Democratizing the utility industry is also essential to achieve clean energy goals and negate the adverse impact of global warming, climate change. Privately-owned corporate utility companies, answerable to their investors instead of the people and communities they serve, cannot be trusted to pursue policies and activities that discourage the use of fossil fuel resources rather than adopt environmentally friendly and safe alternative, renewable energy sources. Community ownership is the only way to ensure responsible management and utilization of clean, renewable energy to provide reliable service to residential, business and industrial customers.

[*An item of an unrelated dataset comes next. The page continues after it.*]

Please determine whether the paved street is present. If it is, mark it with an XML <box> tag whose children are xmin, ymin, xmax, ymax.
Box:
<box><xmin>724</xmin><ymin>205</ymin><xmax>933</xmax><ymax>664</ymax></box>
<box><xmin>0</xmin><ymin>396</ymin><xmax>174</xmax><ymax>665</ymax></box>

Ultimately, however, as long as investor-capitalists own and operate utility service providers there can never be a satisfactory resolution of the struggle between labor and capital for managing and operating electrical energy and other resources for the benefit of the people and their communities. Sooner or later power utilities must be answerable to the people, not corporate predators. Despite the recent defeat of the Pine Tree Power Company, a community-owned energy cooperative for the state of Maine, there is a model that can be used to point the way for other groups, activists and organizations to democratize the utility industry. However, no model for community ownership of utility companies can be implemented successfully without a strategic partnership and tactical alliance between consumers, community and organized labor, specifically the utility workers and employees who put their own health and safety on the line to support the community, especially in times of natural disasters. The defeat of community ownership in Maine was largely the result of opposition from organized labor, utility workers fearful of losing their right to collective bargaining, autonomy and job security from a state takeover with no guarantees of wages, benefits and working conditions. Any plan to implement community ownership of public utilities must include support from utility workers and include the right to collective bargaining and active participation in the management and implementation of policies and procedures to protect workers, consumers and the environment. Without workers participation, collaborative and cooperative management between labor and consumers of public utilities, community ownership cannot be successful.